Student Vote Project, based out of Northwestern University in Evanston, Ill., is the brainchild of Peshkin, an engineering professor at Northwestern. The non-partisan organization, founded in 2008, provides information for groups looking to organize voter registration drives, along with a swath of research on student voting trends, including absentee voting.
One of Peshkin’s main findings debunks the notion college students are often disinterested in voting.
“Students have the reputation for being not very good voters,” Peshkin said. “It’s, ‘Oh old people are more diligent voters, they must care more about elections and how the country runs and those students are just silly thinking about themselves only-myth,’ and it’s really just a myth. Students who do register do vote.”
CAS senior Rebecca Rutenberg recently organized a voter registration drive with her sorority Omega Phi Alpha, signing people up to vote at a table in the George Sherman Union. This type of outreach is the most effective in getting students to register to vote, Peshkin said.

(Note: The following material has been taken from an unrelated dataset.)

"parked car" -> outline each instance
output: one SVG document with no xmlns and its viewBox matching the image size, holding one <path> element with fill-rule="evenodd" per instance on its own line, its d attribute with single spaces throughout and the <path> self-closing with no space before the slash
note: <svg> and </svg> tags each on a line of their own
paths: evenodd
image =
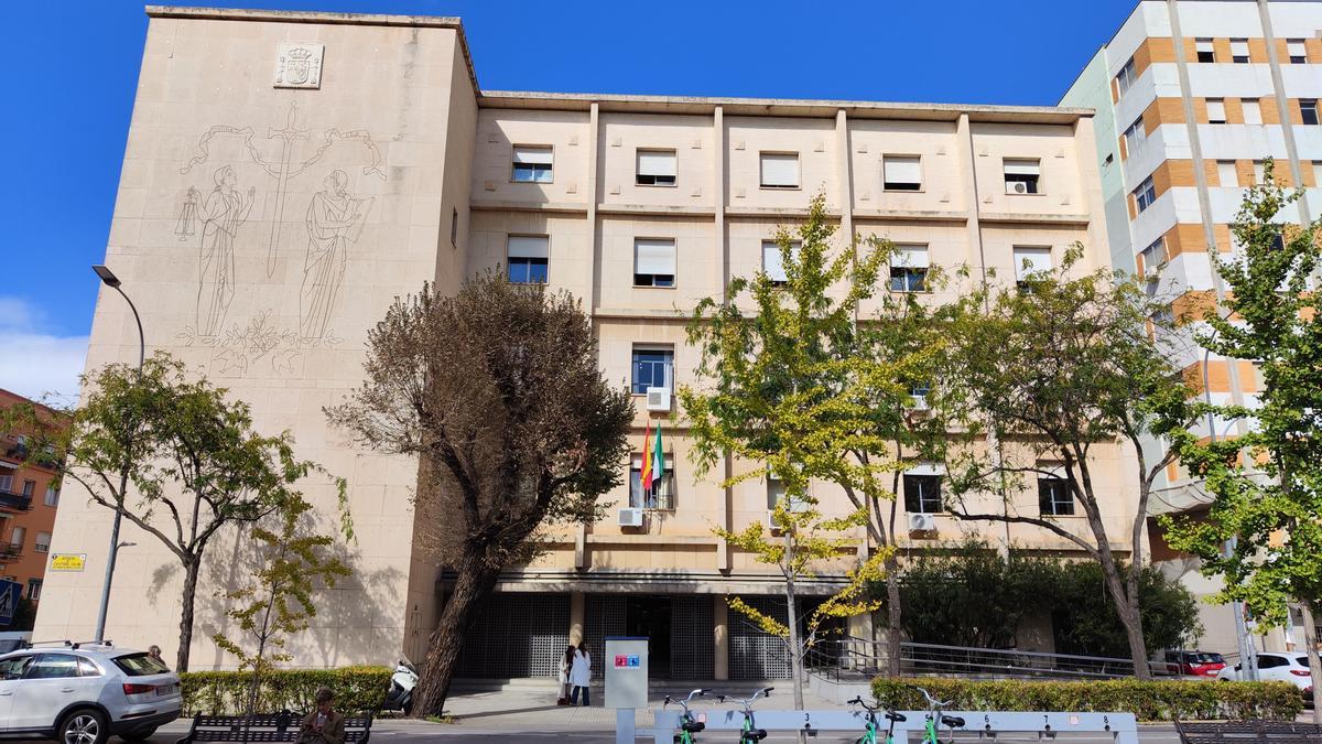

“When you walk up to somebody, there they are getting fries and a hamburger, and you walk up to them and you say, ‘Are you registered to vote? Would you like to do it right now? We’ll even send it in for you,’ virtually everybody does it,” Peshkin said.
College of Communication Senior Chandler Lynn said person-to-person voter registration is the reason he became registered to vote in Massachusetts.
“I was handed a few brochures that I just filled out and sent in,” Lynn said. “It was really easy. I wouldn’t have [registered] otherwise.”
Rutenberg said the sorority registered about 45 BU students to vote in Massachusetts, and was impressed with students’ overall sentiment, no matter their decision to vote absentee or registering to vote in Massachusetts.
“There was no one we spoke to that was really anti-the idea of voting, that said ‘my vote won’t make a difference,’” she said. “Everyone seems motivated to go out and vote on the issues that are important to them, and it’s really refreshing to see that.”